8. A following device of a mobile robot based on electromagnetic positioning, comprising:
a position and orientation information acquisition module,
a following mode determination module,
a single-person following control module, and
a multi-person following control module, wherein:
the position and orientation information acquisition module is configured to acquire electromagnetic signals sent to one or more receiving modules located on one or more pedestrian targets from a transmitting module located on the mobile robot and to obtain position and orientation information of the one or more receiving modules relative to the transmitting module by calculating using an electromagnetic positioning algorithm based on the electromagnetic signals,
the following mode determination module is configured to determine whether the mobile robot is in a single-person following mode or a multi-person following mode based on a number of connection signals of the one or more receiving modules connected to the transmitting module,
the single-person following control module is configured to follow a single one of the one or more pedestrian targets using a linear acceleration and an angular acceleration of the mobile robot obtained by calculating using a following motion control algorithm of the mobile robot based on position and orientation information of the one or more receiving modules relative to the transmitting module when the mobile robot is determined to be in the single-person following mode, and
the multi-person following control module is configured to find an average value of the position and orientation information of multiple of the one or more receiving modules relative to the transmitting module and follow multiple of the one or more pedestrian targets using the linear acceleration and the angular acceleration of the mobile robot obtained by calculating using the following motion control algorithm of the mobile robot based on the average value when the mobile robot is determined to be in the multi-person following mode.
9. The following device of the mobile robot based on the electromagnetic positioning according to claim 8, wherein:
the transmitting module adopts a single-axis to multi-axis coil mode, and
the one or more receiving modules adopt a corresponding multi-axis to single-axis coil mode.
10. The following device of the mobile robot based on the electromagnetic positioning according to claim 8, wherein the electromagnetic positioning algorithm comprises an optimization algorithm, an analytical method, or a wireless tracking algorithm based on a neural network.
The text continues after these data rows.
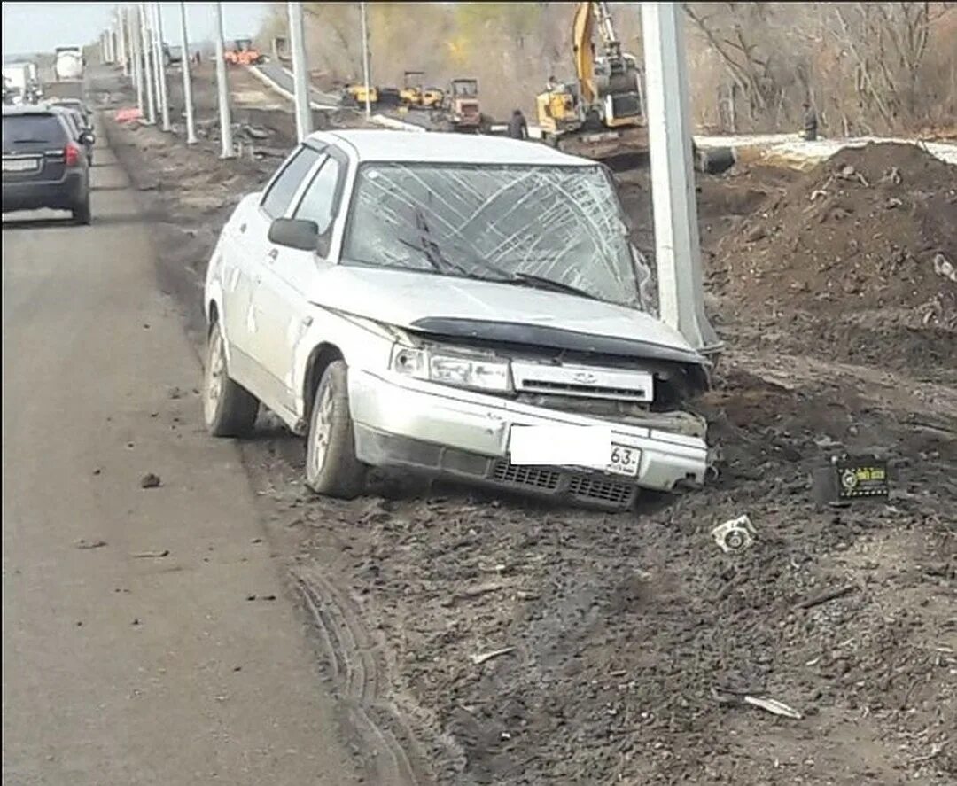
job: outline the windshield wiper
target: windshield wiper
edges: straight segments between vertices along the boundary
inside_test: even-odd
[[[514,273],[510,278],[501,281],[502,283],[517,283],[532,286],[536,289],[550,289],[553,292],[565,292],[567,295],[577,295],[580,298],[588,298],[592,301],[602,300],[597,295],[592,295],[577,286],[556,281],[554,279],[546,279],[545,276],[536,276],[532,273]]]

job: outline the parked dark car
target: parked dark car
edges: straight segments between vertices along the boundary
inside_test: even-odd
[[[90,165],[63,111],[3,107],[3,212],[68,210],[89,224]],[[82,135],[85,135],[85,131]]]
[[[93,166],[93,146],[97,141],[93,128],[87,124],[86,119],[78,109],[74,109],[69,104],[56,103],[52,106],[55,112],[60,112],[67,120],[74,139],[77,140],[86,152],[87,163]]]
[[[63,106],[67,109],[74,109],[79,112],[83,117],[84,126],[88,129],[93,128],[93,114],[90,112],[89,107],[79,99],[51,99],[47,103],[53,106]]]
11. An electronic device, comprising:
one or more processors, and
a storage device for storing one or more computer programs, wherein:
when the one or more computer programs are executed by the one or more processors, the method according to claim 1 is implemented by the one or more processors.
12. A non-transitory computer-readable storage medium, wherein:
a computer program is stored on the non-transitory computer-readable storage medium, and
the method according to claim 1 is implemented when the computer program is executed by a processor.
13. The following device of the mobile robot based on the electromagnetic positioning according to claim 9, wherein the electromagnetic positioning algorithm comprises an optimization algorithm, an analytical method, or a wireless tracking algorithm based on a neural network.